As part of the new warning track installation, we chose to add four zones that cover the entire warning track. These heads are located just inside the trench drain at the base of the wall, and nozzles set to spray only the width of the warning track in that location. This saves us several hours of work for two to three employees most days. Regardless of any turf irrigation, we run the warning track irrigation every single night to the point of standing water to create full saturation and firmness in the warning track.
For all 12 quick couplers around the field, we eliminated the valve box that they were originally installed into and buried them directly into the turf, with the cap of the coupler at the surface. This creates a much smaller area to avoid with the aerifier. Additionally, we have found that the couplers remain much more stable in the ground, and are significantly less likely to snap when a crew member becomes overzealous and yanks a bit too hard on a hose.

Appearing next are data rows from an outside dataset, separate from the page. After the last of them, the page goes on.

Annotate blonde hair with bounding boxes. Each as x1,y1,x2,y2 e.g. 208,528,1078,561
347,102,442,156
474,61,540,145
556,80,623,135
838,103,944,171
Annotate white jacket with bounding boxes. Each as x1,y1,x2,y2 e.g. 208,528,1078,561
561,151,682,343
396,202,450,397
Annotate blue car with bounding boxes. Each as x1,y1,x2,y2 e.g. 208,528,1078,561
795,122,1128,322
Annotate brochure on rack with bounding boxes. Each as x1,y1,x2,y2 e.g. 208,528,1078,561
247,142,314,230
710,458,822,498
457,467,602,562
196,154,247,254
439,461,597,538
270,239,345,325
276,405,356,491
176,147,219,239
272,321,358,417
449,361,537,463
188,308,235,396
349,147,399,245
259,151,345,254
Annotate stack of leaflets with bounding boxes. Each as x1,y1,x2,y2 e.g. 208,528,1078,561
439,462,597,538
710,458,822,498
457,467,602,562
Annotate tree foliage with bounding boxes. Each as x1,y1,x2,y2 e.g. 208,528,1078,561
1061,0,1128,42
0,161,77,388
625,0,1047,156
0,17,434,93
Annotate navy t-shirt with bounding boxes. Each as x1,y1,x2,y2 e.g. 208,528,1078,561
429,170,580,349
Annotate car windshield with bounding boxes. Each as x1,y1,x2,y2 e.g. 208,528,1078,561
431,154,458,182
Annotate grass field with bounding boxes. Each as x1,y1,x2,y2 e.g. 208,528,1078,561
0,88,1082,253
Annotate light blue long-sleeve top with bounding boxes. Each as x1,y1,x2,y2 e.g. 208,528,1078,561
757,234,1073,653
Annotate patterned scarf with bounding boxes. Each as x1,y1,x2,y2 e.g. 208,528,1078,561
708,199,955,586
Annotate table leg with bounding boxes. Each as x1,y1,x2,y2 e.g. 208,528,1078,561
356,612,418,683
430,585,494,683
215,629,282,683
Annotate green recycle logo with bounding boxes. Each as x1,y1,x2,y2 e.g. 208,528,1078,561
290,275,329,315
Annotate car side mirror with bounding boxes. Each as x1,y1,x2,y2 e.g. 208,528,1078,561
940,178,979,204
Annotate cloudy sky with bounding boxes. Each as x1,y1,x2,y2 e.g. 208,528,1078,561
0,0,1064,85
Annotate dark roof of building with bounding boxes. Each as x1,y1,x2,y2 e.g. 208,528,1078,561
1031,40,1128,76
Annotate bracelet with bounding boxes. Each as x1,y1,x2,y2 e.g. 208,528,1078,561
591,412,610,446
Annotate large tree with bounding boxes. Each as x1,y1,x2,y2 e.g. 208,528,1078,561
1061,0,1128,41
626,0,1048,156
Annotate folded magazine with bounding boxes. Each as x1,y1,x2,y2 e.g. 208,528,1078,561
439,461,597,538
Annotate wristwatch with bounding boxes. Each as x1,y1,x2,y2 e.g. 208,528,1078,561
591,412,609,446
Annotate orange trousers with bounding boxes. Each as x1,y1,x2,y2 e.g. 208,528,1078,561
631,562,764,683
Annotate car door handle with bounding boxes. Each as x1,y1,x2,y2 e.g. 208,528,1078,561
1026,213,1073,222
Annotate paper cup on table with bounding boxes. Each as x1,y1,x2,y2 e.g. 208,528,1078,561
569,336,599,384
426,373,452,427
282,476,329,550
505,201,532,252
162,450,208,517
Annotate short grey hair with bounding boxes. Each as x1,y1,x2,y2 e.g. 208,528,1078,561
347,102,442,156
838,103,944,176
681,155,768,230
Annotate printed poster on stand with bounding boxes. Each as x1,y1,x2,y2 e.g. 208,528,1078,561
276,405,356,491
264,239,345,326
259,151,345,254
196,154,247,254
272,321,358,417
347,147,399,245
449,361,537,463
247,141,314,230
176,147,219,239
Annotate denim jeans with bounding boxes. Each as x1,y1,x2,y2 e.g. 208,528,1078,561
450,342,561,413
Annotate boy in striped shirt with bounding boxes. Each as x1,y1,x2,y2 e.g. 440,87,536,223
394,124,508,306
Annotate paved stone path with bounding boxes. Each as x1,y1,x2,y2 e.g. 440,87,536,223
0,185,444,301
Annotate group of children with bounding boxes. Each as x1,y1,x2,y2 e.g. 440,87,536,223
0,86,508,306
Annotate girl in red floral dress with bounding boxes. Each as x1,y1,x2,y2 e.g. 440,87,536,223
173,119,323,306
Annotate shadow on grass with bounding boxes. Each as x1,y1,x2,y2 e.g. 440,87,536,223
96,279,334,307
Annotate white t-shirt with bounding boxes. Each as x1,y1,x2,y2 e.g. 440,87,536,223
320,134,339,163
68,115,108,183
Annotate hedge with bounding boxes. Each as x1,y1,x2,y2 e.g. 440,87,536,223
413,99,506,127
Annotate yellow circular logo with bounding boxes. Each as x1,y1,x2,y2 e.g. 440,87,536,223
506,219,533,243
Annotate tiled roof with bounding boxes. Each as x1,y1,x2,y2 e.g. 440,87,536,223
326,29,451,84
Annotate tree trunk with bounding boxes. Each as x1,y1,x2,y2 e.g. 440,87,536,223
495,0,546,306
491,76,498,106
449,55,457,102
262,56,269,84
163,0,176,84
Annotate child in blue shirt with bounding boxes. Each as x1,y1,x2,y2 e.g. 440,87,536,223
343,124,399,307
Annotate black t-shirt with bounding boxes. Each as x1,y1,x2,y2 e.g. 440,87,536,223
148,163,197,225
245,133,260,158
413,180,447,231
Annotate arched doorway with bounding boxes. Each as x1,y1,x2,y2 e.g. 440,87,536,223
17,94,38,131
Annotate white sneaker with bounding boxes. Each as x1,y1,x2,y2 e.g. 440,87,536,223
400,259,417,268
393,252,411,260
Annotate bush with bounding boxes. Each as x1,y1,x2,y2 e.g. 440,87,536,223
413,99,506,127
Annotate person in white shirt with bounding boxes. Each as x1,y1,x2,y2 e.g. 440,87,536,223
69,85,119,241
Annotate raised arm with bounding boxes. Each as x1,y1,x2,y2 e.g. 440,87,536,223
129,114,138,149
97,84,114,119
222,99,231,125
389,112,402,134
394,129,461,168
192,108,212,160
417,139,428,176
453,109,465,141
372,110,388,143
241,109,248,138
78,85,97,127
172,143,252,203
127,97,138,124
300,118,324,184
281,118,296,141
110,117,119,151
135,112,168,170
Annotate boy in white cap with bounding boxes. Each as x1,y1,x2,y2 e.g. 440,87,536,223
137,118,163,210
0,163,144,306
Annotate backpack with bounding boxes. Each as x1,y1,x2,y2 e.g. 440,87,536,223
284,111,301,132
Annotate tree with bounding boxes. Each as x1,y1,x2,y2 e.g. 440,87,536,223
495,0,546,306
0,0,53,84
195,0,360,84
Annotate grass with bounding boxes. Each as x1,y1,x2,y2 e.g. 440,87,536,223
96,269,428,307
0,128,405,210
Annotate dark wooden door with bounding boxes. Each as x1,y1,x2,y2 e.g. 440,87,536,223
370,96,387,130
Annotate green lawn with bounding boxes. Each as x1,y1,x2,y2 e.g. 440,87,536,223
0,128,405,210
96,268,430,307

There were plenty more considerations for our renovation than could be outlined here, as well as enough renovation wish-list items to fill another article, but the key takeaway from our project is to do your research, and document the costs and benefits of every aspect for presentation to your organization.
In our situation, I had enough experience and confidence to push forward with my own design. I researched every single aspect of our field from the subgrade to the surface and noted any discrepancies on the as-built drawings. I spent two years reaching out to colleagues around the world, at all levels, in all sports, as well as to trusted vendor representatives. I asked the same questions over and over again, to well over 100 individuals, to make sure I understood every possible option that existed, as well as the costs and benefits of each. Using that information, combined with the understanding of the very specific issues at our facility, I pushed forward and designed our new field.
Remember, outside of a consultant, nobody is going to fight for you and specific parts of the project once budget cuts and cost overruns come into play. It is incredibly important to stay involved the entire way through and to make sure that the renovation actually improves your facility and your maintenance approach.
Wes Ganobcik is head groundskeeper at Huntington Park, home of the Columbus Clippers professional baseball team, Triple-A affiliate of the Cleveland Indians.